Le PS, pour sa part, constitue une faible source de voix pour le PTB. Son succès dans notre sondage se nourrit principalement d’électeurs qui avaient voté blanc en 2024, ainsi que d’une part d’électeurs originaires des Engagés et du MR. Autrement dit, le PS perd des voix à gauche, mais se renforce grâce aux indécis et aux votes du centre droit et de la droite. Cette évolution doit être prise en compte par la direction du PS : son électorat se recentre. Le potentiel du PS – soit son score plus les indécis qui ont une préférence pour les socialistes – atteint 38 % en Wallonie, ce qui en fait le parti avec le potentiel le plus élevé. À Bruxelles, en revanche, le PTB occupe cette première place avec un potentiel de 39 %. La rivalité entre les gauches est donc loin d’être achevée.

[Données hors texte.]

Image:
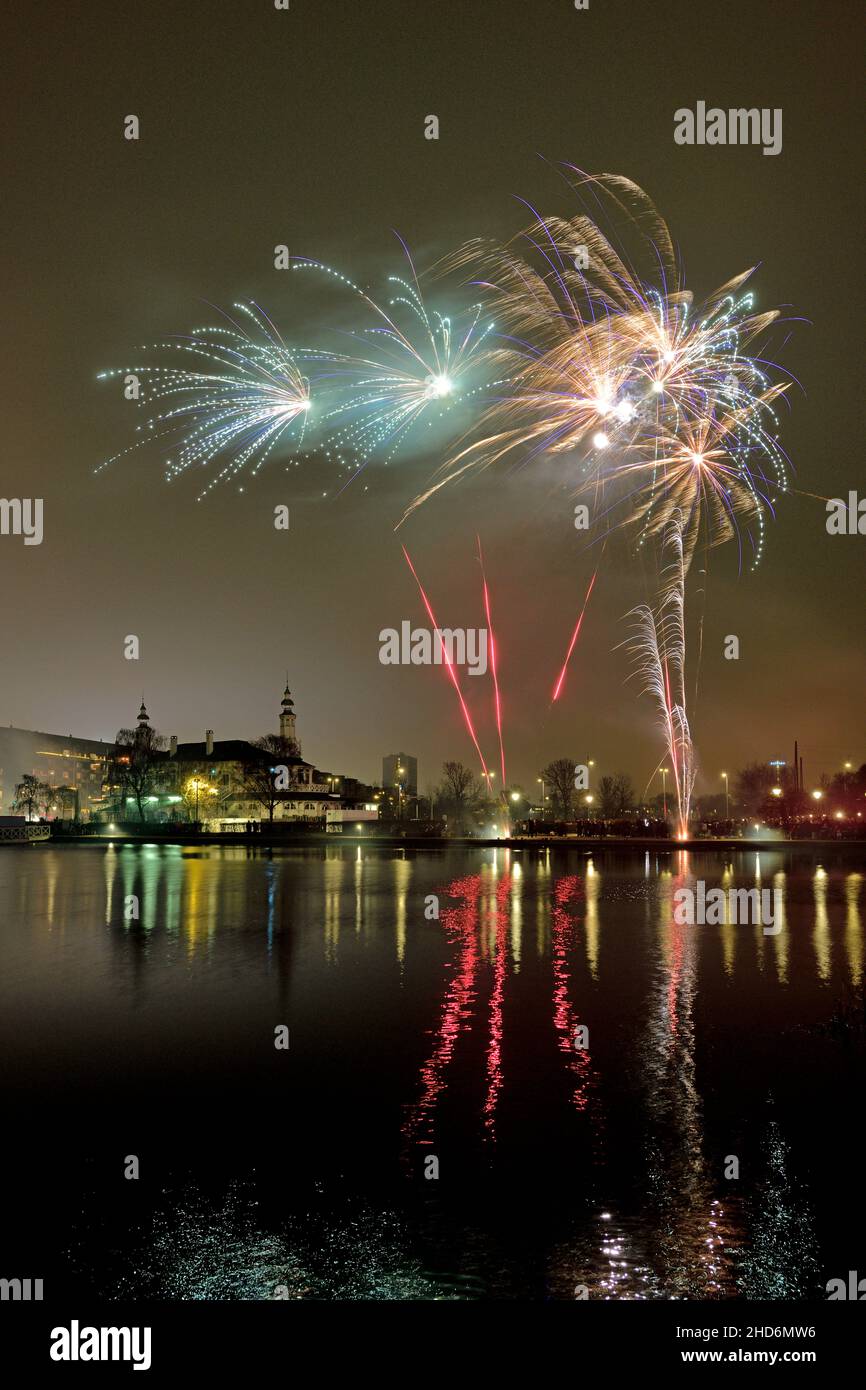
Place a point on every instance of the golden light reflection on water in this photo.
(854, 927)
(820, 934)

Ecolo et Défi en mode survie

En Wallonie et à Bruxelles, les Verts continuent de reculer, enregistrant des scores historiquement bas. Ecolo perd des voix principalement au profit des Engagés, du PS, du PTB et également vers les indécis. Le nouveau duo présidentiel n’a pas encore eu l’opportunité de s’imposer. Le potentiel du parti est de 19 % en Wallonie, mais cela représente de loin le plus petit potentiel derrière celui du MR. La même tendance s’observe à Bruxelles où le potentiel des Verts est inférieur à celui de DéFI qui, malgré des scores très faibles dans le sondage, parvient tout de même à un potentiel de 22 %.

Ces nombreuses migrations électorales témoignent d’une instabilité dans l’électorat du sud du pays. Cela indique que les importants mouvements électoraux observés en juin 2024, ayant conduit à la victoire du MR et des Engagés, ne sont pas derrière nous. Sur les deux flancs, droit et gauche, la recomposition est encore en cours. Il est donc impératif de rester prudent : rien n’est figé, le paysage politique francophone est fébrile. De nombreux changements sont à prévoir d’ici les élections, et une campagne électorale peut, comme on le sait, bouleverser la situation.